There’s no denying that Crosby was and is big time. And yet … why does he feel just a little slighted through the years? Like the only moment we enjoy his music is once a year, when we roll out “White Christmas” from our holiday collection of old standards?

binggun.jpg picture by BrandoBardot

Perhaps it’s just how timelss and antiquated his music sounds today -- beautifully, mysteriously antiquated, like something emerging from a dream….or a nightmare. In moody reverie, when listening to the baritone sing “Pennies From Heaven,” “Ol’ Man River” or “Swinging on a Star,” you feel the music form around you, as if you’re riding on an ethereal echo chamber of air coming from a million miles away. It’s spacey, creepy, charming and gorgeous all at once. Which perfectly explains how effective the song “Mairzy Dotes” becomes in David Lynch's Twin Peaks, when daughter-murdering, Bob-haunted Leland Palmer crazily sings it in the midst of his meltdowns. And then there was that pairing of the two Thin White Dukes -- Bowie and Bing dueting “Peace On Earth/Little Drummer Boy” -- ideal.  These were two sexy space aliens keeping Christmas a little bit Christian and a little bit pagan. As much as I love Frank Sinatra, this kind of cross generational extraterrestrial-ness could have only been created with Crosby.

bingbowiedrummerboy.jpg picture by BrandoBardot

All of these elements of Crosby are so marvelously powerful, that his music remains (particularly his earlier recordings) ever haunting, ever romantic and, in some instances, ever celestial. As musicologist J.T.H. Mize put it, Crosby could “melt a tone away, scoop it flat and sliding up to the eventual pitch as a glissando, sometimes sting a note right on the button, and take diphthongs for long musical rides.” In short, Crosby could send you. He still can. And not only at Christmas time.

 

Comments

Theron

It's funny Crosby is considered square these days, because he's responsible for a lot of very hip, swingin' music. Plus, he had real acting chops.

sheila

Kim - great piece, thank you! Your thoughts on Bing Crosby being vaguely slighted over the years reminds me of one of my favorite quotes from Bing himself (and I paraphrase): "Frank Sinatra is a singer who comes once in a lifetime. But why did he have to come in mine?"

Barbra

Kim,
I wish your granny could see this article. She adored Bing Crosby. She thought he and Frank were the greatest singers ever!
xxx

M.A. Peel

Wow.

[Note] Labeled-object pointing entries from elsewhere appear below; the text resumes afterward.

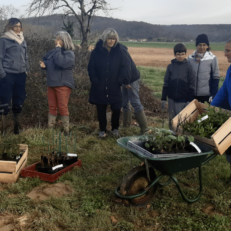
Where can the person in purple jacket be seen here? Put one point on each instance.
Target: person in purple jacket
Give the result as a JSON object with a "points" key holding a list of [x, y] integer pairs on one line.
{"points": [[223, 97]]}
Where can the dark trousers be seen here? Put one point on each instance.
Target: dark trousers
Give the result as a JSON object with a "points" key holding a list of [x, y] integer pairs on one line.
{"points": [[202, 99], [12, 87], [102, 117]]}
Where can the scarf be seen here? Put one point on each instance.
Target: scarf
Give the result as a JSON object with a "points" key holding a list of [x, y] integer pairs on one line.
{"points": [[19, 38], [199, 56]]}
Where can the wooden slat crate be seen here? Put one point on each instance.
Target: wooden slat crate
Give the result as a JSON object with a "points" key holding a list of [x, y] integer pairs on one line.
{"points": [[220, 141], [10, 170]]}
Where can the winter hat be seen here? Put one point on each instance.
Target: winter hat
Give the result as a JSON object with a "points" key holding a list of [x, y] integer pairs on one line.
{"points": [[14, 21], [202, 38]]}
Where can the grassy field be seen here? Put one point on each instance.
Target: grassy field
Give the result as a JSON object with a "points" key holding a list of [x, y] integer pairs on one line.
{"points": [[218, 46], [154, 78], [93, 202]]}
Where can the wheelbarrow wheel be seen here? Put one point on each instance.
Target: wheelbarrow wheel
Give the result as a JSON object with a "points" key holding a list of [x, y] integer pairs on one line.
{"points": [[136, 182]]}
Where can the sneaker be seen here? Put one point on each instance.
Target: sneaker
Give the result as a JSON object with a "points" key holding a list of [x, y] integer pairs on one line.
{"points": [[115, 133], [102, 134]]}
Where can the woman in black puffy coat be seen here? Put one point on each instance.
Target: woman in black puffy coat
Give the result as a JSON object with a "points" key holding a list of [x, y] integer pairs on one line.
{"points": [[109, 67]]}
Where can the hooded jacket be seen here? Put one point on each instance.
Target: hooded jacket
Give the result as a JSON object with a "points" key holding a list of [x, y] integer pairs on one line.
{"points": [[59, 64], [223, 97], [207, 74], [13, 57], [107, 72], [179, 81]]}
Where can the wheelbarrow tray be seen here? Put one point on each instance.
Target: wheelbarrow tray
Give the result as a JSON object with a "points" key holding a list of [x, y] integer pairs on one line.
{"points": [[170, 165]]}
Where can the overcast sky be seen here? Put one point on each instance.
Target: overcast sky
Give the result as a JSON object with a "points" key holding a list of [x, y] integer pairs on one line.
{"points": [[162, 11]]}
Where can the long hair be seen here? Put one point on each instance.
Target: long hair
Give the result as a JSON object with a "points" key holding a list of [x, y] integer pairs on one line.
{"points": [[66, 38], [109, 33], [11, 23]]}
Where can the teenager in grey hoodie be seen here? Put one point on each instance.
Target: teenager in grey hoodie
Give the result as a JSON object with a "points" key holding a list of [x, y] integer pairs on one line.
{"points": [[13, 71], [205, 66]]}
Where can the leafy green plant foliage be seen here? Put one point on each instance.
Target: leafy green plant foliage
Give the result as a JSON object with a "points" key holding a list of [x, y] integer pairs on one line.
{"points": [[209, 126], [164, 140]]}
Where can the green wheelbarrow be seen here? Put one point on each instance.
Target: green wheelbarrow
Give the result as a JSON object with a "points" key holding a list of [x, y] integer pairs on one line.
{"points": [[140, 184]]}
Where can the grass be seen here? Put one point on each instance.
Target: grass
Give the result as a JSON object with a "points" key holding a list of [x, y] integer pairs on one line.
{"points": [[154, 78], [216, 46], [93, 203]]}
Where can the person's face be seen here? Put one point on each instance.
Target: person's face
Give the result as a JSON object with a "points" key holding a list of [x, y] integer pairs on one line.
{"points": [[202, 47], [180, 56], [228, 51], [59, 41], [111, 42], [17, 28]]}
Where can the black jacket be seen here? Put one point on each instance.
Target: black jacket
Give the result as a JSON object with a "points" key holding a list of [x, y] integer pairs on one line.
{"points": [[135, 73], [179, 81], [59, 64], [107, 72]]}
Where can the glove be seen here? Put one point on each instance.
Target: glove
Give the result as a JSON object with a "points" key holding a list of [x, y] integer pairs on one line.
{"points": [[163, 104], [210, 99]]}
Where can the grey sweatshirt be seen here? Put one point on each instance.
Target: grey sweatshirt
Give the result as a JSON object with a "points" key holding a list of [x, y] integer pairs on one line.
{"points": [[13, 57], [206, 74]]}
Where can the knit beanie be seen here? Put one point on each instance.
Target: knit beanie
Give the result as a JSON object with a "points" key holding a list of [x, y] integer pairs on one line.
{"points": [[202, 38], [14, 21]]}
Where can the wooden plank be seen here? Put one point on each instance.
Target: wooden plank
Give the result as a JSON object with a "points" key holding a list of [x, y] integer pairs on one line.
{"points": [[7, 166]]}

It's always a surprise to run into another Bing Crosby fan--he is SO the forgotten man.

Vincent

Bing and his good friend Louis Armstrong revolutionized American popular singing, making it more informal and intimate. Listen to most jazz singers of the 1920s; their style is so arch that Crosby was a breath of fresh air in the early '30s. His style was the musical of equivalent of what James Cagney and Clark Gable were doing on the big screen.

And anyone who thinks Bing was a rather bland stylist based on his '40s hits should hear his early stuff -- he recorded with black artists such as the Mills Brothers (their version of "Dinah" is delightful) and Duke Ellington's orchestra (a solid version of "St. Louis Blues"). And Crosby cut the definitive version of "Brother, Can You Spare A Dime?" Seventy-five years later, with many of us facing a modern equivalent of Depression-era struggles, Bing still packs a punch.